Typically, she said, researchers use radiolabeled co-factor, s-adenosylmethionine, to study this class of enzymes, as well as coupled fluorescent assay. In the fluorescent assay, SAHH (s-adenosylhomocysteine hydrolase) and adenosine deaminase convert the methyltransferase reaction by-product (s-adenosyl homocysteine) to homocysteine and inosine. Homocysteine is then quantified using ThioGlo.

Dr. Korboukh explained that her group has developed a high-throughput assay employing Endo LysC proteinase, which cleaves proteins on the C-terminal side of the lysine residues. Activity of the Endo LysC is inhibited if the lysine is methylated.

“In our assays we use short fluorescently labeled peptides as substrates that are subjected to Endo LysC proteolysis after methylation reaction. If the PKMT is active—the methyl mark on the lysine will protect the peptide from cleavage, if the activity is inhibited—unmethylated peptide will be cleaved with Endo LysC.
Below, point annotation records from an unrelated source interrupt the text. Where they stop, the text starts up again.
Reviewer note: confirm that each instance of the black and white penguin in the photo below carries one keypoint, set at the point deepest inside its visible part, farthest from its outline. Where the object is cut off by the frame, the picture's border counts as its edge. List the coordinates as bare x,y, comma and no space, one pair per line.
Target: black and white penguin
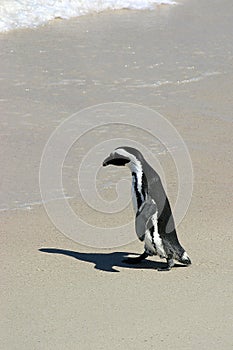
154,221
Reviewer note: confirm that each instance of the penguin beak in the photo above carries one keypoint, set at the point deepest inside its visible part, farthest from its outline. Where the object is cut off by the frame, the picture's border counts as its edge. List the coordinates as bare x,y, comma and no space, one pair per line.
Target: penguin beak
115,159
107,161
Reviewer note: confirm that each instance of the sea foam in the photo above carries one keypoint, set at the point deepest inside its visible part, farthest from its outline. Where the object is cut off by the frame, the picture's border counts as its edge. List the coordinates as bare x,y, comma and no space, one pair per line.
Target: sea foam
31,13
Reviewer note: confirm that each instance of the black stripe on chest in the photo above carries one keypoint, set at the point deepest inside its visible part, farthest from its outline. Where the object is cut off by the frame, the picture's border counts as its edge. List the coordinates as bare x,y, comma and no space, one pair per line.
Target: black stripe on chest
140,196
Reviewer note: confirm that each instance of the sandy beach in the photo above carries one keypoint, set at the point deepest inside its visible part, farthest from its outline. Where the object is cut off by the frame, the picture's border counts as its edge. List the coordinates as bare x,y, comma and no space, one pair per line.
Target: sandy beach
59,294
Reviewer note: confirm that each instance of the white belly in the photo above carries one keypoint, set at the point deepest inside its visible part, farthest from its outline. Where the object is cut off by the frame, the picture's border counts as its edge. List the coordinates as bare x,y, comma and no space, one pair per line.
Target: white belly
154,245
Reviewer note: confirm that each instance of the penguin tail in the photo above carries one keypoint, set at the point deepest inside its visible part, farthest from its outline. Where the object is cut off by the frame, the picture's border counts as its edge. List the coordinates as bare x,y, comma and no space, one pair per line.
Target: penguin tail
185,259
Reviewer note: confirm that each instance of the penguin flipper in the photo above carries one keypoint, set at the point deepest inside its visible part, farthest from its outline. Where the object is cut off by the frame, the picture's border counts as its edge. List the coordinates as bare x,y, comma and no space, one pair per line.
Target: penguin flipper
143,216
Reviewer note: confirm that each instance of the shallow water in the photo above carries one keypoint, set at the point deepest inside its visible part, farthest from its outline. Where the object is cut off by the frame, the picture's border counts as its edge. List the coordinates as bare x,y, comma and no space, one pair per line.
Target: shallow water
31,13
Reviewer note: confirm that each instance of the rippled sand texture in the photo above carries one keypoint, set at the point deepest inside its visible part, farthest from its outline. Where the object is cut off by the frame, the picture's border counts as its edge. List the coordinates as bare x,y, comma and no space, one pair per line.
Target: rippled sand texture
177,61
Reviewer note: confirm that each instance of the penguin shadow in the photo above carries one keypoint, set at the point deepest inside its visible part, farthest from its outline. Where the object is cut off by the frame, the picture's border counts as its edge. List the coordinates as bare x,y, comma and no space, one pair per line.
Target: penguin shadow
108,261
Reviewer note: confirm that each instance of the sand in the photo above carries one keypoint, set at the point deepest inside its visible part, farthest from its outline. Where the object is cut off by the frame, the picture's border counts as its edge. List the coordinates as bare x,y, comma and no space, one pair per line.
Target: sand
72,296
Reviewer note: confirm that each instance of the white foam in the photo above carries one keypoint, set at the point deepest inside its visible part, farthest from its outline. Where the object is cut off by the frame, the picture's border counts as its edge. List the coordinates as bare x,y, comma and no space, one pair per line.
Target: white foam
31,13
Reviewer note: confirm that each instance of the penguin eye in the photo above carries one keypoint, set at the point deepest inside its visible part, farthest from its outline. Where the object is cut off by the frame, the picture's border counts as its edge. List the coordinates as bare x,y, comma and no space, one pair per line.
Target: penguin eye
120,161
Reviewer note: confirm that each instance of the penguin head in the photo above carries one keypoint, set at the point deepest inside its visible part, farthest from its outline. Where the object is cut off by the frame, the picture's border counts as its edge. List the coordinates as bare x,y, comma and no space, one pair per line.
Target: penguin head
124,156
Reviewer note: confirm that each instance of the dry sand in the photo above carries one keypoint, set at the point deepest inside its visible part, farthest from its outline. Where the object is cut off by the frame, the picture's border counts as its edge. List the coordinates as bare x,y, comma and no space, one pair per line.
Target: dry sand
75,299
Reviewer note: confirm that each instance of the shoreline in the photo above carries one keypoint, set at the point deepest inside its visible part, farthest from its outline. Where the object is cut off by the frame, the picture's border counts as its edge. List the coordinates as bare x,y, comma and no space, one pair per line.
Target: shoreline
57,292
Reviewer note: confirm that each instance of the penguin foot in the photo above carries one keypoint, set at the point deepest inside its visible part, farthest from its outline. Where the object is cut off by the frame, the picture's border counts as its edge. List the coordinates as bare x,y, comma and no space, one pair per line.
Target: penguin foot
170,264
136,260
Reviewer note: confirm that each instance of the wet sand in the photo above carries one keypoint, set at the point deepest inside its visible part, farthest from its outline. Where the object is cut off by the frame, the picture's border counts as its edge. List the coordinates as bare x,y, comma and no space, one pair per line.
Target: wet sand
177,61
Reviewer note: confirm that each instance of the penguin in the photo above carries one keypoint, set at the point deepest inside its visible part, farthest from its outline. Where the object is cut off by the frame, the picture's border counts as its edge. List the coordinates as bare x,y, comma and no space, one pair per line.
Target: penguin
154,222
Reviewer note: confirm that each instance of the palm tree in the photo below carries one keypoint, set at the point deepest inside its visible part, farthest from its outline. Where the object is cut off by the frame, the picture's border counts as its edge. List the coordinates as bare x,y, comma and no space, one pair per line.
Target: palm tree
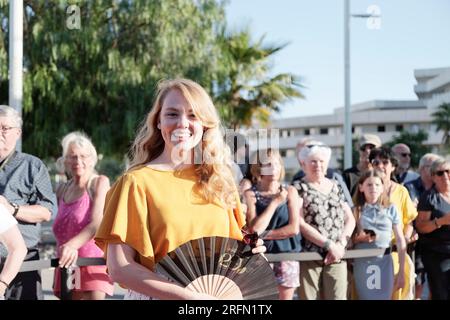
441,118
244,91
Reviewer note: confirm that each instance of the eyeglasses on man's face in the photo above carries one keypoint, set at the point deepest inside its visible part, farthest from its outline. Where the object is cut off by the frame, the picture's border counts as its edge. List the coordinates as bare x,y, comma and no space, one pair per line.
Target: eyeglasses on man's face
364,147
74,158
6,129
404,155
440,173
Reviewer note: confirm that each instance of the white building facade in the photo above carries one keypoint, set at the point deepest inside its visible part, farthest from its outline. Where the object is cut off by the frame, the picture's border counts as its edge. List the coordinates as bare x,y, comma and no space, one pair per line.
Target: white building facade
385,118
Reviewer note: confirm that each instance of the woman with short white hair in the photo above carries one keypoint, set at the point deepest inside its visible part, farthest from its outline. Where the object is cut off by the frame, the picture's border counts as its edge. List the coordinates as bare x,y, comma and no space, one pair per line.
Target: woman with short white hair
80,211
326,224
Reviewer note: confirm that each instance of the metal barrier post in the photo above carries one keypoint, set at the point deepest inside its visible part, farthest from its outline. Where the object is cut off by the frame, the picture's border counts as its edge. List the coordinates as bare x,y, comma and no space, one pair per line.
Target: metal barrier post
66,288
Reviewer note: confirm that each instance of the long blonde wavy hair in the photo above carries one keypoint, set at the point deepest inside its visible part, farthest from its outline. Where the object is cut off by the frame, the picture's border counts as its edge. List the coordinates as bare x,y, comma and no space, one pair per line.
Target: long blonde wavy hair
215,181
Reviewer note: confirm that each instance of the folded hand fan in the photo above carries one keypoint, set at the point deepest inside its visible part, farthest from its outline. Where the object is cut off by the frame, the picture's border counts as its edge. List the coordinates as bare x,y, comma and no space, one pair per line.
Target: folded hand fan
222,267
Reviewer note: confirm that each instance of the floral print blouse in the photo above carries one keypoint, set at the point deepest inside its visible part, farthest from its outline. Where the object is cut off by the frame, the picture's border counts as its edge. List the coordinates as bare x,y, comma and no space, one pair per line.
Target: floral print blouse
324,212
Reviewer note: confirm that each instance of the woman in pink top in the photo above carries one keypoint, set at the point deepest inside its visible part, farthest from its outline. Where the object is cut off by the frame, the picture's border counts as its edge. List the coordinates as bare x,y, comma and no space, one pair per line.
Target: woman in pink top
80,210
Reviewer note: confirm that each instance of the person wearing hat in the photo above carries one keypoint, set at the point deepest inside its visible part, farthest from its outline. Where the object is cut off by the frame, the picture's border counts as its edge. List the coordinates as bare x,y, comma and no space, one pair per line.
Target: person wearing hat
367,142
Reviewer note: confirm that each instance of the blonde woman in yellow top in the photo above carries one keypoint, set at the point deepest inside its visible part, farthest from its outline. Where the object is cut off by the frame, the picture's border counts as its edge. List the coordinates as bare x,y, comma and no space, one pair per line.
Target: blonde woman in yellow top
382,159
179,188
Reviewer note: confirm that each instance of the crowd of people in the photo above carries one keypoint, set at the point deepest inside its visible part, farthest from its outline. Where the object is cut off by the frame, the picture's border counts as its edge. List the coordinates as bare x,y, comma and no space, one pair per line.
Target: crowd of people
182,184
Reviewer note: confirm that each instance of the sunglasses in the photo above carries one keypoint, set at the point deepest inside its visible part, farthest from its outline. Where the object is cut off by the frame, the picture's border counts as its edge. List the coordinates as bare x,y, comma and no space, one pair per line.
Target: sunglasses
377,162
404,155
365,146
440,173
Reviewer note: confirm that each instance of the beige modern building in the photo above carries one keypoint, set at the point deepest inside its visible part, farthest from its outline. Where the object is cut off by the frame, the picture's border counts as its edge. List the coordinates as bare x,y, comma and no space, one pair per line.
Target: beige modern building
385,118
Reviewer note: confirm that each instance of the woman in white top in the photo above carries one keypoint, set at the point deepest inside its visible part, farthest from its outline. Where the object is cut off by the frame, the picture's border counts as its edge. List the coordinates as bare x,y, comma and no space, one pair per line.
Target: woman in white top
10,236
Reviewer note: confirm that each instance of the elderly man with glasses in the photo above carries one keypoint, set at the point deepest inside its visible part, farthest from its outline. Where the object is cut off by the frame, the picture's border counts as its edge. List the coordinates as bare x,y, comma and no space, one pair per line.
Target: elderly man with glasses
367,142
26,192
402,173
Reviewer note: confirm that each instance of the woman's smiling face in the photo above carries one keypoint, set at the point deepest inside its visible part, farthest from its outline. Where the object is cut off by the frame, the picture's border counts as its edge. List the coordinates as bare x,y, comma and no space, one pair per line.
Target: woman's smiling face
179,126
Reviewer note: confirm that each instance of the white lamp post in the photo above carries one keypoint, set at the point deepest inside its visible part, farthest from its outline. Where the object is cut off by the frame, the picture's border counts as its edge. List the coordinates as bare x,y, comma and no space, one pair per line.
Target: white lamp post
347,117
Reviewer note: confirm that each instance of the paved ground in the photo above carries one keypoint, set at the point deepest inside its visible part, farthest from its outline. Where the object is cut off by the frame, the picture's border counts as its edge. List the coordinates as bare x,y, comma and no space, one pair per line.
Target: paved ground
47,282
48,252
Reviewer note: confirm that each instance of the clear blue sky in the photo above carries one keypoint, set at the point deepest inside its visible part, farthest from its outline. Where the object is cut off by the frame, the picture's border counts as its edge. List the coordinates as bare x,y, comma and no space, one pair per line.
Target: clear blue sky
414,34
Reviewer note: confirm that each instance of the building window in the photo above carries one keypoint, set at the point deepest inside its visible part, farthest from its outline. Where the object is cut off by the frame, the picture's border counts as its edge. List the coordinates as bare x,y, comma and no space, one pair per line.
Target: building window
290,153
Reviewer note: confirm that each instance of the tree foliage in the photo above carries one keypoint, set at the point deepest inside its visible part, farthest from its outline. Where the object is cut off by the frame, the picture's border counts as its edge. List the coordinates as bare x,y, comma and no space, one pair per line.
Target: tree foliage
245,89
101,78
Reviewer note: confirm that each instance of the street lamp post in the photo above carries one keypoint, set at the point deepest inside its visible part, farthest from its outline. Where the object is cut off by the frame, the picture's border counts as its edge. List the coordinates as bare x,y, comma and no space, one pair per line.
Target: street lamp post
16,57
347,117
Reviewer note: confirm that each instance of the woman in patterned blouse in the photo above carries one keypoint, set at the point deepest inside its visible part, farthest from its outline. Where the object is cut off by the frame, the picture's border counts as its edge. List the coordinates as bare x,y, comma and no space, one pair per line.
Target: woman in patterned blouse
326,224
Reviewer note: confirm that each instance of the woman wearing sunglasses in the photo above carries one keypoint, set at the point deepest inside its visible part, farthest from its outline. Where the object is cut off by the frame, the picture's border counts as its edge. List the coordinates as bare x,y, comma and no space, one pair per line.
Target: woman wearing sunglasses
433,222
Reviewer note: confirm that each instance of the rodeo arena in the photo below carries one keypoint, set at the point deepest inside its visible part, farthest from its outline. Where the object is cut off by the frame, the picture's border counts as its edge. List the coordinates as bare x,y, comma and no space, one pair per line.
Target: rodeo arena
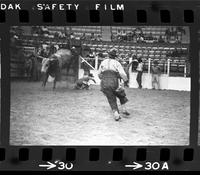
100,85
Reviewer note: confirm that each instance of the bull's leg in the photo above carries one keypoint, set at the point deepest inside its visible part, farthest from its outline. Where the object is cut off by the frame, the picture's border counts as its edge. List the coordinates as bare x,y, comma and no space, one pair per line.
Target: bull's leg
45,78
54,83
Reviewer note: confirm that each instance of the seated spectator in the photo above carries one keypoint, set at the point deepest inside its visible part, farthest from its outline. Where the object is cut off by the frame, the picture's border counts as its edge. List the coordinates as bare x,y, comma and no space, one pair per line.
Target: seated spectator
161,40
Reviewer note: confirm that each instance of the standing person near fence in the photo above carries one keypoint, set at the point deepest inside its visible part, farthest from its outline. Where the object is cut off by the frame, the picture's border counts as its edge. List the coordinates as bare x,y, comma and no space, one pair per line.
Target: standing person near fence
156,71
139,72
110,71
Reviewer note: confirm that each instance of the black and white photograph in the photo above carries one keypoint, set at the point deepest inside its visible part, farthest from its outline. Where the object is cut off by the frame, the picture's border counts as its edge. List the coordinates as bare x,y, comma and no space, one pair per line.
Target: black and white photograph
100,85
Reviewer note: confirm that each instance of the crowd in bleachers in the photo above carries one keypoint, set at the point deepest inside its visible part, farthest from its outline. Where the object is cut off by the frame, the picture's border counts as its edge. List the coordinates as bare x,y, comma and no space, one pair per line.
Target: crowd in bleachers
148,34
157,43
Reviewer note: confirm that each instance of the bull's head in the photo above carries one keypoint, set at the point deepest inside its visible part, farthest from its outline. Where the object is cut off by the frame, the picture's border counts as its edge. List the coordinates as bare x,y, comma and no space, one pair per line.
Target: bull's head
45,65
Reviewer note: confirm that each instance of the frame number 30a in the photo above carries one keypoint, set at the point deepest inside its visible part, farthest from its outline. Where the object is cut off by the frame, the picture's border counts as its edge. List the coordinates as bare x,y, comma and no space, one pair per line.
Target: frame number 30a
156,166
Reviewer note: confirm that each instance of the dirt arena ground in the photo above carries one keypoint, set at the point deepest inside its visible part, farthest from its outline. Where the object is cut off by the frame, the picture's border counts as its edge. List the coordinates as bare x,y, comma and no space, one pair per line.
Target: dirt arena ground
73,117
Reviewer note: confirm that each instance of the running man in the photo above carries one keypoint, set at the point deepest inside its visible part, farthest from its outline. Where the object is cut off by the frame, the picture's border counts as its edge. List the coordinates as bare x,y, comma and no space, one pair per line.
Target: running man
110,71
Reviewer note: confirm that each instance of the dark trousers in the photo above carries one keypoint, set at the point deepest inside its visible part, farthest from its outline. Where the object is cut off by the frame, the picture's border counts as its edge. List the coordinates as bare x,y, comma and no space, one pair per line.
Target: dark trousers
109,84
112,96
139,78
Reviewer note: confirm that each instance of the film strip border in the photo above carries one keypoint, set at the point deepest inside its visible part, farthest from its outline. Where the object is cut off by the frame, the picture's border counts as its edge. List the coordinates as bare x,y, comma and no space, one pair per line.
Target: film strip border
105,158
98,159
143,13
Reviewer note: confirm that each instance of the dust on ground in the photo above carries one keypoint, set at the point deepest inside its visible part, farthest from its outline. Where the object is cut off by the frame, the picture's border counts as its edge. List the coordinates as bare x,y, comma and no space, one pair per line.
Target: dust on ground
83,117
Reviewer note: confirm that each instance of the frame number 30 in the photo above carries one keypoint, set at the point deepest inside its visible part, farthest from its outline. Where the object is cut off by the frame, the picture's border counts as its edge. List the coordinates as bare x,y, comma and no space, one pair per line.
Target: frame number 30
156,166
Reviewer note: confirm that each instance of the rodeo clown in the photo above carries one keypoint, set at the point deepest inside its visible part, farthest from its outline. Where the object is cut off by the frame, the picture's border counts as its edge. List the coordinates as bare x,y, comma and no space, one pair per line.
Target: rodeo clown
110,72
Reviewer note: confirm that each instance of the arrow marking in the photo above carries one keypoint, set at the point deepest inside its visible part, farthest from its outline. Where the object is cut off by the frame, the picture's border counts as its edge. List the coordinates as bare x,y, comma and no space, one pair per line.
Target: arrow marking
134,166
48,166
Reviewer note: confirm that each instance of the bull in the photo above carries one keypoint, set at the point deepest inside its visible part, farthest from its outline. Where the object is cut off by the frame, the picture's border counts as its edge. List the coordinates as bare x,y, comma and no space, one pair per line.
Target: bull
52,66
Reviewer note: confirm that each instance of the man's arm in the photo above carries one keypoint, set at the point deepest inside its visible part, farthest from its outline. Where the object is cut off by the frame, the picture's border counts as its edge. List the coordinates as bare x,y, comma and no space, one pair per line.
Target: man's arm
121,71
100,71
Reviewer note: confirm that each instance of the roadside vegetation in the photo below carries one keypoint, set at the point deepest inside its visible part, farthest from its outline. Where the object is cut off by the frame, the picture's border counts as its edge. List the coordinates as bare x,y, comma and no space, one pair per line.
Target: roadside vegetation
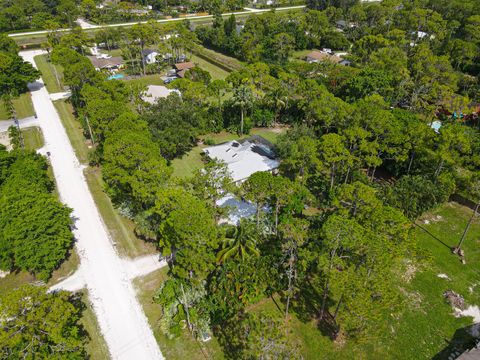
358,151
355,248
23,108
52,75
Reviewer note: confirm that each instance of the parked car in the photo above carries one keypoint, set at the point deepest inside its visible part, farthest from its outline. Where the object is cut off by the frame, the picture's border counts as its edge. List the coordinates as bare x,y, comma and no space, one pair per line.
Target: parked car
169,79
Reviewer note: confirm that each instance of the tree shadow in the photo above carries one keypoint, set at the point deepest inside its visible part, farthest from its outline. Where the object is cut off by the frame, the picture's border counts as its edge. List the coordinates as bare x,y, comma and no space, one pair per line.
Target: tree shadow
433,236
461,341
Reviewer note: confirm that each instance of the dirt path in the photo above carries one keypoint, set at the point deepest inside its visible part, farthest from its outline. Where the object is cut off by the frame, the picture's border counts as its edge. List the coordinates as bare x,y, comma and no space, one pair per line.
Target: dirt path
120,316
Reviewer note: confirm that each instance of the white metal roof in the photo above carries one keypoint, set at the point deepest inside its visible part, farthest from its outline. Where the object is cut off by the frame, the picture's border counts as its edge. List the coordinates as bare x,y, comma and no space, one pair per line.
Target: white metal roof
241,160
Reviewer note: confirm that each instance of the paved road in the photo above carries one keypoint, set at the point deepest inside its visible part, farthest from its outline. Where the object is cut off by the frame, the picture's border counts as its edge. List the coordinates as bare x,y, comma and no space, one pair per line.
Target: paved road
120,316
24,123
248,11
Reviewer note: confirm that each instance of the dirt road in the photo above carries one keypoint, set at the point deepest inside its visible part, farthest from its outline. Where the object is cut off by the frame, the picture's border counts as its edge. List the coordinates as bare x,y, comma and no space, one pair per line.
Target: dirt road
120,316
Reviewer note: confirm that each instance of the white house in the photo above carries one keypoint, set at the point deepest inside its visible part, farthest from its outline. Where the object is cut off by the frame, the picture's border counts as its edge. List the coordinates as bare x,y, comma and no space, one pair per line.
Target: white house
245,157
149,56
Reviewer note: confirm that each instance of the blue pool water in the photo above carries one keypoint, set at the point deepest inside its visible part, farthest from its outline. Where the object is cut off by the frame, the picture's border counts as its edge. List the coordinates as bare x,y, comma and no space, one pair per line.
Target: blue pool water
116,77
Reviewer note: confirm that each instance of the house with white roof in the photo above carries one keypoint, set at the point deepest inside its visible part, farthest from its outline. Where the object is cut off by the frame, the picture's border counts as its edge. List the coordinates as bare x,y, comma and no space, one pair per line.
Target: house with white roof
155,92
245,157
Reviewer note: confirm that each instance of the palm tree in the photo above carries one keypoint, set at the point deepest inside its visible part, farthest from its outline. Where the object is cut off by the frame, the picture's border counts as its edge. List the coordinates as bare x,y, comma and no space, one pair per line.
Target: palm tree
242,243
242,97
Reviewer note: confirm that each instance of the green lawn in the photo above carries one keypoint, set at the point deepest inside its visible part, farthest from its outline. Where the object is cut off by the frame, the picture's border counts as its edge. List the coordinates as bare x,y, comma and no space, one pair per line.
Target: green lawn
33,138
23,107
120,228
428,324
300,55
186,165
154,79
424,329
214,70
96,347
53,83
74,130
184,347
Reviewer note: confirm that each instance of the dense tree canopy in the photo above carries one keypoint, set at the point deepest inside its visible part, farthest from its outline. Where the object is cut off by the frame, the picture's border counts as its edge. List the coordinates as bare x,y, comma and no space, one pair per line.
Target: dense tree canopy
37,324
35,233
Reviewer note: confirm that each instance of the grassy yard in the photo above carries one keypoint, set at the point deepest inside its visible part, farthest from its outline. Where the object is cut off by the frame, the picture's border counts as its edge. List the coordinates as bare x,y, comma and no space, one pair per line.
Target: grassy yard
422,332
120,228
428,324
96,347
185,166
33,138
154,79
184,347
215,71
300,55
23,107
53,83
74,130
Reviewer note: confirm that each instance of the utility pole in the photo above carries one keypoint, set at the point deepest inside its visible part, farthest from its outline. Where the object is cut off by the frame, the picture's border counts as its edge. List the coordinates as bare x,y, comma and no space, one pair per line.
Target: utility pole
457,250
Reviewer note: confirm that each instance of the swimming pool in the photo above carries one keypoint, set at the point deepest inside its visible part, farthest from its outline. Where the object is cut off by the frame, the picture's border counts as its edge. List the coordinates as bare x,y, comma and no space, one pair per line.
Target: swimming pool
116,77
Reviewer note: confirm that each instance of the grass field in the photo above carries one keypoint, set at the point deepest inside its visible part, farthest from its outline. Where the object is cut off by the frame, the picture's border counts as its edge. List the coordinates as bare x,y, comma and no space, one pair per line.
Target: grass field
74,130
428,324
184,347
53,83
421,332
154,79
33,138
215,71
185,166
23,107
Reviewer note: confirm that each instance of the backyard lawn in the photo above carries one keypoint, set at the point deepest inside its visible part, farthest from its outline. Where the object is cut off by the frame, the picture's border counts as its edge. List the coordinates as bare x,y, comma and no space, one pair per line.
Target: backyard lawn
186,165
53,82
422,332
33,138
428,324
217,72
74,130
184,347
23,107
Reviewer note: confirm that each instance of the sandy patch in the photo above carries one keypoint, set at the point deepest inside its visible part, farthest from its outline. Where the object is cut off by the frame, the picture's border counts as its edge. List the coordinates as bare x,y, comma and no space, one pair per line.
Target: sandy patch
414,298
4,140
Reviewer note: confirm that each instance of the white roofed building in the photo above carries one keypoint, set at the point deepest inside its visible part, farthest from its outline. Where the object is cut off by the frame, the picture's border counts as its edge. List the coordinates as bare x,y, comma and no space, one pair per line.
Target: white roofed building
245,157
155,92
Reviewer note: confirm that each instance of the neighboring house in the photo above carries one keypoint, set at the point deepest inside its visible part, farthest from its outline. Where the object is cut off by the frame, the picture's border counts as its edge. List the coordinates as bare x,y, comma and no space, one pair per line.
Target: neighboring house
149,56
245,157
155,92
112,64
182,68
321,56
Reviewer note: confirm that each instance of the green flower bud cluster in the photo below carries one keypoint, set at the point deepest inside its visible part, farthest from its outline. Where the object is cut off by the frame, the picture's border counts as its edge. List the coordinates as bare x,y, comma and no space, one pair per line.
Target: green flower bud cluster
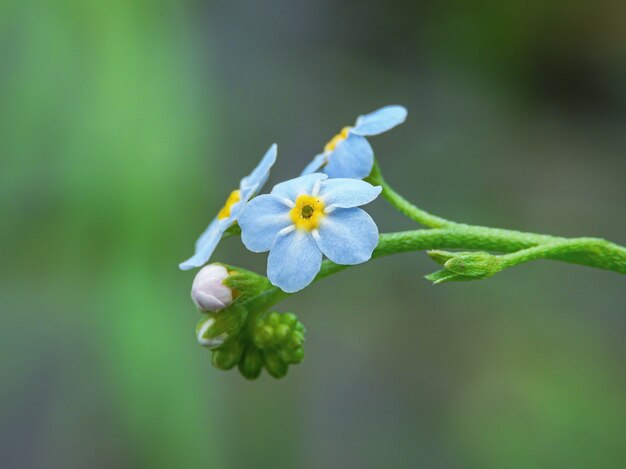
462,266
275,342
280,337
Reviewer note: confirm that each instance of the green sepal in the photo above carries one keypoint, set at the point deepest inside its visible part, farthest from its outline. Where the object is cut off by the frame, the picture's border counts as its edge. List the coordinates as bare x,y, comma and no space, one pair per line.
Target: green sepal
441,257
463,266
445,275
233,230
245,283
228,355
251,362
280,337
474,264
274,365
228,321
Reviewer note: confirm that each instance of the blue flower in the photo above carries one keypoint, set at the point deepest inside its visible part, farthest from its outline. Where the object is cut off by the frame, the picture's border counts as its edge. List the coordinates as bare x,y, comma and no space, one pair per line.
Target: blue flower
306,217
349,154
228,215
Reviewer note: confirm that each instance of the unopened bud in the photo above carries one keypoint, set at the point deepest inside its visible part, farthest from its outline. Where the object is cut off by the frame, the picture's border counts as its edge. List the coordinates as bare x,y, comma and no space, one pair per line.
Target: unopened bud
208,291
203,333
251,363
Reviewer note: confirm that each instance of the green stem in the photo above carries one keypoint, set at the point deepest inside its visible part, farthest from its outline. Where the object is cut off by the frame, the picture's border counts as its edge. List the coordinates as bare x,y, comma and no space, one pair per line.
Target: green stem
403,205
444,234
592,252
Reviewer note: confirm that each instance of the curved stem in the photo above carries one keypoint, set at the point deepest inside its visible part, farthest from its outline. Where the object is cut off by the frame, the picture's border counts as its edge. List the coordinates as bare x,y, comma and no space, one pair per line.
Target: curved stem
403,205
592,252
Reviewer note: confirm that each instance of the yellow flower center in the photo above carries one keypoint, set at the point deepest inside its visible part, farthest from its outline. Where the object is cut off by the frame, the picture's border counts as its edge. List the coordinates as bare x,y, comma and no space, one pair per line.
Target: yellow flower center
307,213
337,139
233,198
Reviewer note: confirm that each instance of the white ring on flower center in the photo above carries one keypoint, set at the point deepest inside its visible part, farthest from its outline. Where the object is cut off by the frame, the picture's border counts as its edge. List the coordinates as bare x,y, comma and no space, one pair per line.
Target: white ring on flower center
286,230
316,188
287,202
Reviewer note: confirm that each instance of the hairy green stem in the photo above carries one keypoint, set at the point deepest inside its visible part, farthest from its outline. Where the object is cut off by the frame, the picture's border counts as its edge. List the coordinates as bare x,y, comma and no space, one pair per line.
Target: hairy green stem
404,206
519,246
592,252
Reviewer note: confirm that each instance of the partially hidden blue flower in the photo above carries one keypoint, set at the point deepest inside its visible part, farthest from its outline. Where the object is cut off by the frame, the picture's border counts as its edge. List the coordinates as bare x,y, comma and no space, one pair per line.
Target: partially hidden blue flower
228,215
348,154
306,217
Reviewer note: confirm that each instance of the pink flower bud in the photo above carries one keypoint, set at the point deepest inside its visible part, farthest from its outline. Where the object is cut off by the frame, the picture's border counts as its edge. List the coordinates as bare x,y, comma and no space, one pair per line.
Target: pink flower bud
208,292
“Now we have a significant change in mass-to-charge ratio of the product vs. substrate, and the two can be separated and quantified using the Caliper EZ Reader platform. Although coupling methylation reaction with Endo LysC makes it an endpoint assay, this platform still allows detailed kinetic studies of the enzyme of interest.”

Use of this assay to study enzyme activity and kinetics allowed the development of a probe, UNC638, which Dr. Korboukh and her colleagues said provides high potency, excellent selectivity, low cell toxicity, and robust on-target activities in cells, making it the preferred chemical probe of G9a/GLP34.